Enfin, s’ajoutant aux aspects de contenu évoqués précédemment, nous dénonçons également la forme avec laquelle s’est déroulée l’organisation de cet évènement. Plusieurs bâtiments ont été réquisitionnés à court terme pour dérouler le tapis rouge aux présidents. Or, dans ces locaux étaient programmés des cours, des ateliers de médiation scientifique et des journées d’études, entre autres. Tous ces évènements ont été priés de se dérouler ailleurs, avec un préavis allant de 10 jours au mieux à 2 jours au pire, parfois même sans proposition de locaux alternatifs. Nous estimons que cette mise devant le fait accompli est méprisante du travail préparatoire effectué par les équipes responsables des activités programmées, et qu’elle a mis la pression sur le personnel administratif pour arranger les choses dans l’urgence. Enfin, les seules voix contestataires de l’évènements, sous la forme d’une manifestation pacifique (bien que revendicatrice) de 200 personnes, ont été maintenues à plusieurs centaines de mètres de l’évènement par la police, ses gaz et ses nasses, comme souligné dans la lettre ouverte publiée par le Groupe Regards Critiques le 29 novembre dernier.

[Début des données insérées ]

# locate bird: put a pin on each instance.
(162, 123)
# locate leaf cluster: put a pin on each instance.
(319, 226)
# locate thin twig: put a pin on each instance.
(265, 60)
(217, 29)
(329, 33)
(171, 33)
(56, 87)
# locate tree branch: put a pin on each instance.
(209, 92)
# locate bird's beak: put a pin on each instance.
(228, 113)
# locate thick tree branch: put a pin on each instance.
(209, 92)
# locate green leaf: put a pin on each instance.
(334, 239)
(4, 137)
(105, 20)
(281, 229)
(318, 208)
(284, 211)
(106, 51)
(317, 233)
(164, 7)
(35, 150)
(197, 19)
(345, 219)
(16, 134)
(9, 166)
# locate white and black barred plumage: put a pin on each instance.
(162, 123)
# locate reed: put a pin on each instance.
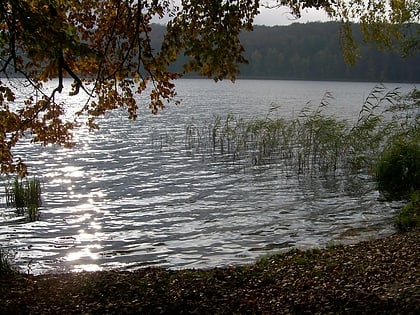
(25, 196)
(312, 143)
(6, 266)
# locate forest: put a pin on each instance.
(312, 51)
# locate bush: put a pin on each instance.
(25, 194)
(398, 170)
(409, 216)
(5, 265)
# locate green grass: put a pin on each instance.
(6, 266)
(409, 216)
(25, 196)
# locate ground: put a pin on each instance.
(375, 277)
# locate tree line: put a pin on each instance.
(313, 51)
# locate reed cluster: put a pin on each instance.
(313, 142)
(25, 196)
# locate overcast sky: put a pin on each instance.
(282, 16)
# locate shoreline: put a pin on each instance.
(376, 276)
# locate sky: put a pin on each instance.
(282, 16)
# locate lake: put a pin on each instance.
(130, 195)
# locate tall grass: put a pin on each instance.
(6, 266)
(314, 142)
(25, 196)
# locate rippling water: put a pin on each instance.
(131, 195)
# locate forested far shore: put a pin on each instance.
(312, 51)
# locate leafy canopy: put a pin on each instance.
(105, 47)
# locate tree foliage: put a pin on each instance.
(105, 47)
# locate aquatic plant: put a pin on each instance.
(398, 170)
(409, 216)
(6, 266)
(25, 195)
(312, 143)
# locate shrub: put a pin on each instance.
(25, 194)
(409, 216)
(398, 170)
(5, 264)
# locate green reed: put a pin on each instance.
(25, 196)
(311, 143)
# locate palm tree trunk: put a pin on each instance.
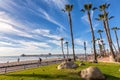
(62, 49)
(93, 37)
(103, 47)
(70, 21)
(117, 41)
(67, 51)
(108, 38)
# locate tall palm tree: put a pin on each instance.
(103, 8)
(88, 8)
(67, 49)
(68, 8)
(100, 46)
(85, 50)
(103, 47)
(103, 18)
(115, 31)
(62, 47)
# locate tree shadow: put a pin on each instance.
(45, 76)
(110, 77)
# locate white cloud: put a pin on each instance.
(57, 3)
(56, 42)
(46, 33)
(79, 42)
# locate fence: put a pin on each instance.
(15, 67)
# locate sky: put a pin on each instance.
(36, 26)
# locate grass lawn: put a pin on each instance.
(50, 72)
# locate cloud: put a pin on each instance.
(57, 3)
(32, 37)
(46, 33)
(79, 42)
(56, 42)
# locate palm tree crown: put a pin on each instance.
(68, 7)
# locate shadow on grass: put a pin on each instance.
(109, 77)
(45, 76)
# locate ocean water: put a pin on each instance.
(5, 59)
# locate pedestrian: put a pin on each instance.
(18, 59)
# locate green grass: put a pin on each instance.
(50, 72)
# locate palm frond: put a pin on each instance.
(111, 17)
(107, 5)
(97, 19)
(63, 10)
(94, 8)
(82, 10)
(68, 7)
(88, 6)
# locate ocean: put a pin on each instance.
(5, 59)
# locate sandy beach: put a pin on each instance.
(15, 66)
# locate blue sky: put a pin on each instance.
(35, 26)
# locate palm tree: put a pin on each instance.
(68, 8)
(103, 47)
(102, 17)
(67, 49)
(88, 7)
(85, 50)
(103, 8)
(115, 31)
(100, 46)
(62, 47)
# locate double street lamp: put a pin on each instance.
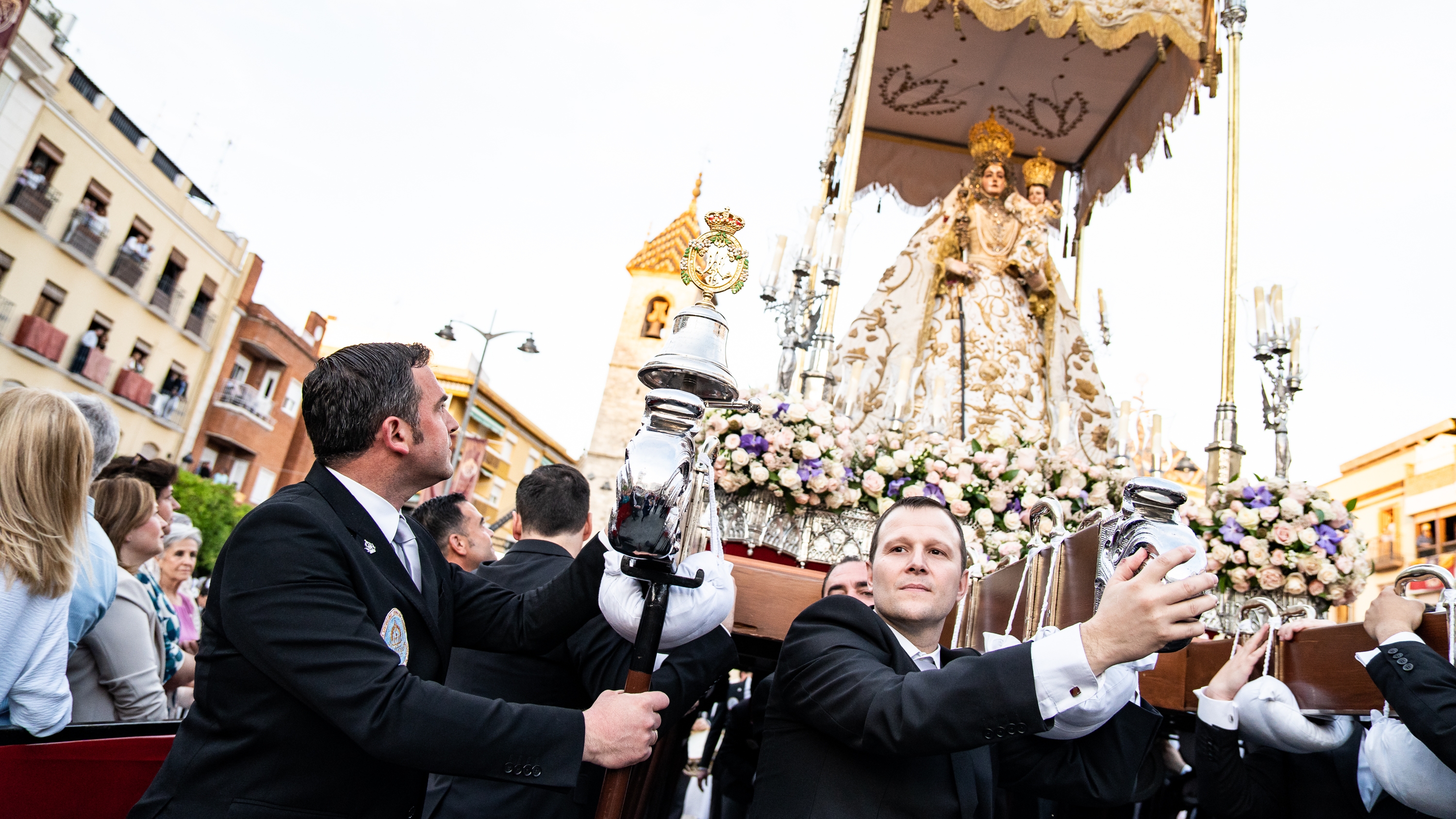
(447, 334)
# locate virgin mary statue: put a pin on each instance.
(970, 332)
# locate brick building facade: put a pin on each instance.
(252, 435)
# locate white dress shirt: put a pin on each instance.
(1225, 713)
(389, 521)
(1059, 668)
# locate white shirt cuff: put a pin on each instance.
(1219, 713)
(1398, 638)
(1060, 670)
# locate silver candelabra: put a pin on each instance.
(1276, 348)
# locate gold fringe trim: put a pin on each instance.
(1184, 34)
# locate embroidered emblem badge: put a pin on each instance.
(395, 635)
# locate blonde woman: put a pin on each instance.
(46, 460)
(116, 671)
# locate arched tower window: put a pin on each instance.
(656, 318)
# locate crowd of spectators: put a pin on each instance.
(99, 613)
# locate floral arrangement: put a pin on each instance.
(1282, 536)
(806, 454)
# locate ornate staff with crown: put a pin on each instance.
(667, 485)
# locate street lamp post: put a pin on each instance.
(447, 334)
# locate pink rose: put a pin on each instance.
(1272, 578)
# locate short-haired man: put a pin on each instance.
(552, 525)
(328, 632)
(459, 528)
(849, 576)
(857, 729)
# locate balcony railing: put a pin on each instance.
(85, 233)
(129, 270)
(34, 198)
(248, 398)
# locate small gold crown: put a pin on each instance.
(724, 222)
(1040, 171)
(991, 142)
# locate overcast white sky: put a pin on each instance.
(399, 168)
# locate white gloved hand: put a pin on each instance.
(691, 613)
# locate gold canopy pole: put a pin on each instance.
(817, 380)
(1225, 454)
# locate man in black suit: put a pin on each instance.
(552, 525)
(871, 718)
(330, 626)
(1267, 783)
(1417, 681)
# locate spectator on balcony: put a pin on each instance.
(97, 582)
(116, 672)
(175, 389)
(137, 248)
(44, 469)
(95, 338)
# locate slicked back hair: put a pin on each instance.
(442, 517)
(554, 501)
(919, 502)
(350, 395)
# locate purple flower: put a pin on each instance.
(932, 491)
(1260, 498)
(755, 444)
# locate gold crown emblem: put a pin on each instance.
(1040, 171)
(724, 222)
(991, 142)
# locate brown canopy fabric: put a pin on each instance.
(1092, 102)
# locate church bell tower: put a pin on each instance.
(657, 295)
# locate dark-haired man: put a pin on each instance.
(870, 716)
(330, 629)
(552, 525)
(459, 528)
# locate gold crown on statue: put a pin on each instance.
(724, 222)
(991, 142)
(1040, 171)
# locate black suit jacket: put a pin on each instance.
(592, 661)
(854, 729)
(1267, 783)
(1420, 684)
(303, 707)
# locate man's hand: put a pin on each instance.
(1235, 672)
(1139, 614)
(1391, 614)
(622, 728)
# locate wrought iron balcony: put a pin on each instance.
(83, 233)
(248, 398)
(129, 270)
(33, 198)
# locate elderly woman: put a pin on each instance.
(116, 671)
(175, 568)
(44, 469)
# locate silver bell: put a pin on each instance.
(695, 357)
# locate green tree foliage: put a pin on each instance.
(213, 511)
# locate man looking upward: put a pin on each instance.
(870, 716)
(459, 528)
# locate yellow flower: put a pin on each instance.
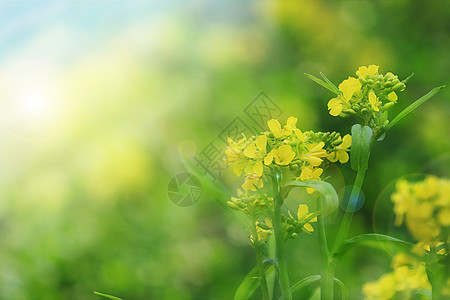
(283, 155)
(291, 126)
(364, 71)
(309, 173)
(251, 180)
(257, 149)
(302, 214)
(409, 275)
(393, 97)
(275, 128)
(335, 107)
(341, 151)
(374, 101)
(349, 87)
(313, 154)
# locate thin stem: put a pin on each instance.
(328, 273)
(259, 261)
(348, 215)
(327, 281)
(279, 242)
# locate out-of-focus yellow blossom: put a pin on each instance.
(374, 101)
(251, 181)
(392, 96)
(302, 214)
(340, 152)
(335, 106)
(234, 150)
(263, 233)
(310, 173)
(283, 156)
(408, 278)
(363, 71)
(424, 206)
(421, 248)
(349, 87)
(291, 126)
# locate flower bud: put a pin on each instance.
(399, 87)
(388, 105)
(232, 205)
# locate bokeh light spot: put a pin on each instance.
(187, 148)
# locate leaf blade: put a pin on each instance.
(251, 282)
(328, 196)
(413, 106)
(320, 82)
(372, 240)
(304, 282)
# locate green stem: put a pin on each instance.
(279, 243)
(327, 288)
(327, 281)
(259, 261)
(348, 215)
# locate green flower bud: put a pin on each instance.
(263, 226)
(388, 105)
(232, 205)
(399, 87)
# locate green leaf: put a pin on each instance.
(251, 282)
(374, 240)
(344, 289)
(360, 149)
(413, 106)
(322, 83)
(304, 282)
(329, 199)
(407, 78)
(330, 84)
(107, 296)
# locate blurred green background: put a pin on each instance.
(102, 102)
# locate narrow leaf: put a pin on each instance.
(329, 199)
(304, 282)
(407, 78)
(321, 82)
(360, 149)
(374, 240)
(251, 282)
(330, 84)
(413, 106)
(344, 289)
(107, 296)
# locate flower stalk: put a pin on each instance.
(279, 241)
(259, 261)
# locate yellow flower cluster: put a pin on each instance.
(424, 206)
(408, 279)
(367, 95)
(285, 146)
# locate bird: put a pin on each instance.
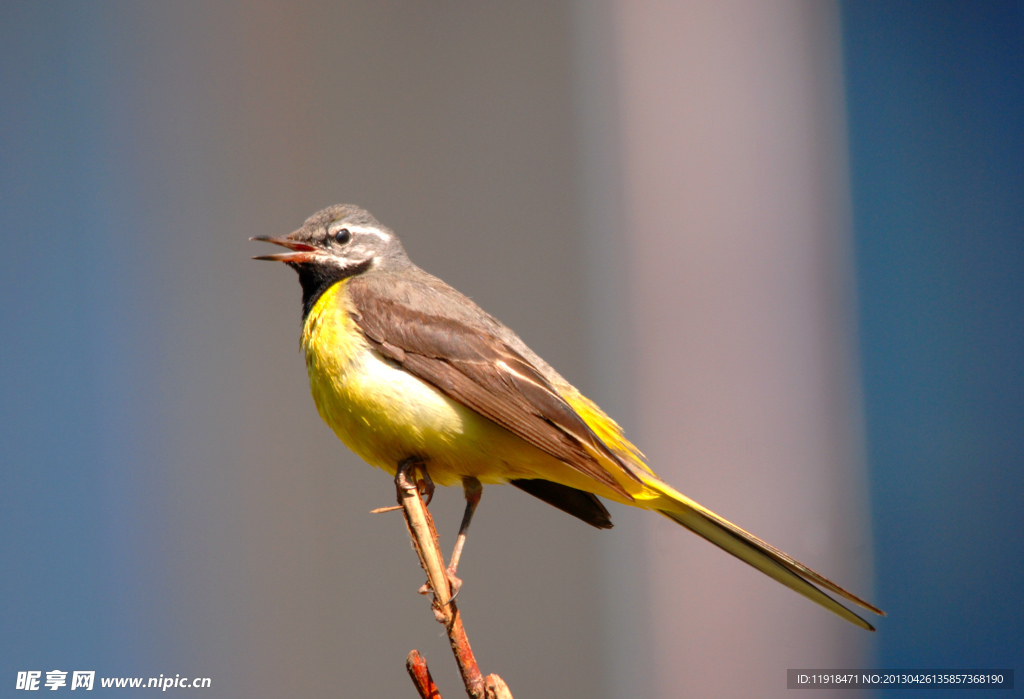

Pour toutes les raisons évoquées, nous vous demandons, Mesdames et Messieurs, de vous interroger plus profondément sur la tenue de tels évènements à l’avenir. Parmi d’autres, les questions suivantes peuvent être posées : L’évènement ne sert-il pas principalement un agenda diplomatique et/ou un désir de popularité à court terme, au mépris des valeurs de l’UNIL ? S’il est néanmoins organisé, comment rendre l’évènement porteur de véritables débats sur les enjeux sociétaux et scientifiques, en donnant autant de place aux scientifiques qu’aux politiques ? Faut-il se précipiter et dérouler le tapis rouge, écrasant au dernier moment les éléments déjà installés par une partie de la communauté universitaire ?

Avec nos plus cordiales salutations,

Les signataires

NB. Cette lettre ouverte a été envoyée le 15 décembre à la Direction de l'UNIL en parallèle de sa diffusion comme pétition en ligne. Elle n’engage que ses signataires, et non pas les services ou départements auxquels iels sont affilié·e·s.